Maine State Bar Association
- Type: Legal Society
- Headquarters: Augusta, ME
- Location: United States;
- Members: 3,100 in 2013
- Website: http://www.mainebar.org/

= Maine State Bar Association =

Bar Association

The Maine State Bar Association (MSBA) is a voluntary bar association for the state of Maine.

The Maine State Bar Association was formally created by an act of the Maine Legislature on March 6, 1891 "for the purpose of promoting the interests of the legal profession and of instituting legal reforms." The first meeting was held in the State House on March 19, 1891. Annual dues were set at one dollar and there were 281 members that first year.

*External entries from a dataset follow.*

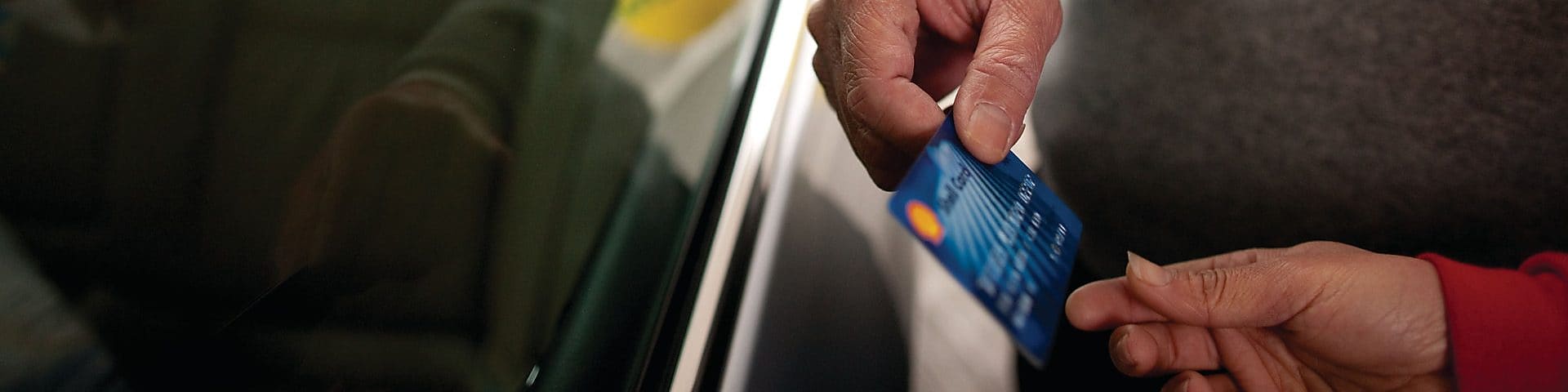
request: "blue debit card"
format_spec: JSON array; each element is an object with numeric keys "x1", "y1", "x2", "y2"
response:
[{"x1": 888, "y1": 116, "x2": 1084, "y2": 367}]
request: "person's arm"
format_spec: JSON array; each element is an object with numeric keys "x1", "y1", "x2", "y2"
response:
[{"x1": 1421, "y1": 252, "x2": 1568, "y2": 390}]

A relatively progressive bar, MSBA welcomed its first woman member, Eva Bean of Old Orchard Beach, in 1911. Previous to the formal creation of the MSBA, the Maine bar had admitted Macon Allen, the first African American admitted to the practice of law anywhere in the United States, in 1844. Other landmarks include the 1970 establishment of the Maine Bar Foundation to raise funds for legal assistance to the indigent, the 1972 establishment of the MSBA's Lawyer Referral and Information Service to help people of moderate means obtain legal services, and a successful effort starting in the 1980s to increase donated legal services provided by volunteer lawyers to low-income people,

Among MSBA's publications are the Maine Bar Journal and various newsletters by its sections.

The organization is directed by a Board of elected Governors, included 11 elected by geographical districts, one each for In-House Counsel, Public Service Sector and the Young Lawyers Section, and the organization's officers (president, president-elect, vice president, immediate past president, and treasurer.)

MSBA does not handle matters such as law licensing or complaints against lawyers; these are within the purview of two arms of the Maine Judiciary, the Board of Bar Examiners and the Board of Overseers of the Bar.